Li Ka-shing, Hong Kong’s richest man, has shown how a diverse portfolio of investments has helped his flagship companies thrive, even as his city was saddled by the most severe economic slump in decades during the Covid-19 pandemic.
The Li family-controlled CK Hutchison Holdings beat estimates when its 2022 net profit rose 10 per cent to HK$36.68 billion (US$4.7 billion), while the combined revenue from its other businesses, which range from container ports and retail sales to telecommunications, increased by 2.7 per cent to HK$457.23 billion.
CK Asset Holdings, Li’s property flagship, said on Thursday that its net profit rose 2.1 per cent to HK$21.68 billion, or earnings per share of HK$5.98, up 3.6 per cent when compared with the previous year.
“We do not [only] do one business,” Victor Li Tzar-kuoi, Li’s elder son and chairman of CK Asset, said in a press conference after the company’s earnings announcement. “We have many choices to target different places and businesses, and most importantly the economic cycle, to flexibly allocate capital in different assets. Then you can balance the development.”
For example, Hong Kong’s property sector has witnessed keen competition over the last few years, with land prices surging to new highs. “We had a choice to develop elsewhere, investing in infrastructure or other projects with fixed income,” Li said. “At an appropriate time, we could even lock in returns.”
CK Asset bought 5, Broadgate in London in June 2018 and sold it for a return of some 40 per cent after three-and-a-half years, Li said. The firm’s aeroplane leasing business had also reported a double-digit internal rate of return, he added.
“So we have an ample war chest. In these few years, when Hong Kong’s land prices are more reasonable, we can buy several more projects,” Li said. “Luckily, we did not buy too many properties a few years ago, at high levels.”
In 2021 and 2022, CK Asset invested more than HK$30 billion to acquire four sites at reasonable prices through government tenders, and to secure two redevelopment projects, according to its exchange filing.
“Over time, [land] valuations have to follow offers” by developers, Li said, adding that the most important is the average land bank cost, which is very competitive currently.
CK Asset on Thursday priced the first batch of 88 flats at its Grand Jete phase two development at a discounted entry price of just HK$3.07 million for a 266 sq ft flat. The average price per square foot at HK$12,509 after discounts is the lowest in close to three years, and some 20 per cent lower than the HK$15,050 per square foot CK Asset sought for phase one in June last year, according to Centaline Property Agency.
Li said the eye-catching pricing could stimulate the market. The development – with about 60 per cent of the flats on offer selling for less than HK$4 million – is an affordable project that can cater to first-time buyers, he added.
“Hong Kong’s living space is too small compared to anywhere [else] in the world,” Li said. “Hong Kong people have been asking for more affordable housing and more people are buying their first homes.

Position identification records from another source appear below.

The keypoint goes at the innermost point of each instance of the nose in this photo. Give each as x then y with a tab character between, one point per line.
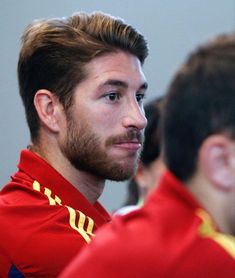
134	117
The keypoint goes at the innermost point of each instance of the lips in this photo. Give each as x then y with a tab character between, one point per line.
134	145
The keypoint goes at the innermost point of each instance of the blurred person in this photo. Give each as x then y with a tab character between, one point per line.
151	164
82	86
187	226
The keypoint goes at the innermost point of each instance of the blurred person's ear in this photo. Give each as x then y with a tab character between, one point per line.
217	161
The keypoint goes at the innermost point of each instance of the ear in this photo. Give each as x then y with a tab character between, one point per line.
216	160
48	108
141	177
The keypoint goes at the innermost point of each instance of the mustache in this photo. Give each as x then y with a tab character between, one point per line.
131	135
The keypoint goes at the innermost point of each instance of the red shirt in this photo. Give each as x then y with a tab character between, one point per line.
44	220
171	236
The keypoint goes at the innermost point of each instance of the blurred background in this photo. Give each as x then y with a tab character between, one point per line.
172	27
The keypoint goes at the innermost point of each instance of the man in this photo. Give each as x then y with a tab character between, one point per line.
82	86
187	227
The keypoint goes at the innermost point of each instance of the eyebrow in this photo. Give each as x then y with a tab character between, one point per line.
119	83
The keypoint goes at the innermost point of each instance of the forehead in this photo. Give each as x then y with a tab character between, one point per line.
118	65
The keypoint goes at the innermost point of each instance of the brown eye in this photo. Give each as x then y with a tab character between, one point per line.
112	96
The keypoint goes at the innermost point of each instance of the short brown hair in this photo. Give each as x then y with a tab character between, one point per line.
200	102
54	53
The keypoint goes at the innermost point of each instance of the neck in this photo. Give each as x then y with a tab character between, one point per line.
89	185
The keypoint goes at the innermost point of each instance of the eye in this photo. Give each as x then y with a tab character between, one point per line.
140	97
113	96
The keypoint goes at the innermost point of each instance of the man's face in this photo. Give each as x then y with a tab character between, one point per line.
106	120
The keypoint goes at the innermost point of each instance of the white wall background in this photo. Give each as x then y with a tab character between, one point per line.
172	27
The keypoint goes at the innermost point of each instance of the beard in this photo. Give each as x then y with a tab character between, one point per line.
83	149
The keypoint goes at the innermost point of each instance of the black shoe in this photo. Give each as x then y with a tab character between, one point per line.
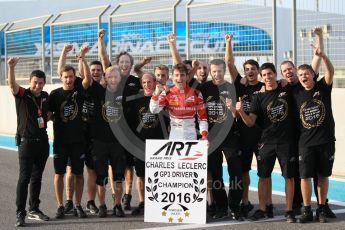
245	209
328	211
139	210
37	215
307	216
237	216
297	210
220	215
269	211
60	213
211	209
321	215
20	219
91	207
69	207
258	215
102	211
290	216
80	212
126	201
117	211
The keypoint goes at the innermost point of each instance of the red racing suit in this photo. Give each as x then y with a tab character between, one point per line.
182	106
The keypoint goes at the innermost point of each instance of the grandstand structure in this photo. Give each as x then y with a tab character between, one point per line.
261	30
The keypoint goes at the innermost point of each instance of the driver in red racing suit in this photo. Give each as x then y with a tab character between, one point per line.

“If we could buy cheap land, why don’t we sell flats more cheaply? Buyers are happy. We are also happy.”
Hutchison’s better-than-expected results were also helped by a strong contribution from Canadian oil and natural gas company Cenovus Energy and the successful completion of several key strategic transactions during the year, the company said.
This included a HK$15.8 billion gain from the disposal of its stake in UK cell tower assets to Cellnex completed in November 2022, and a net gain of HK$6.1 billion from the completion of a merger of its Indonesian telecommunications business in the first half of last year.
Last year was difficult and full of obstacles, but companies such as Cenovus made “satisfactory contributions”, Li said.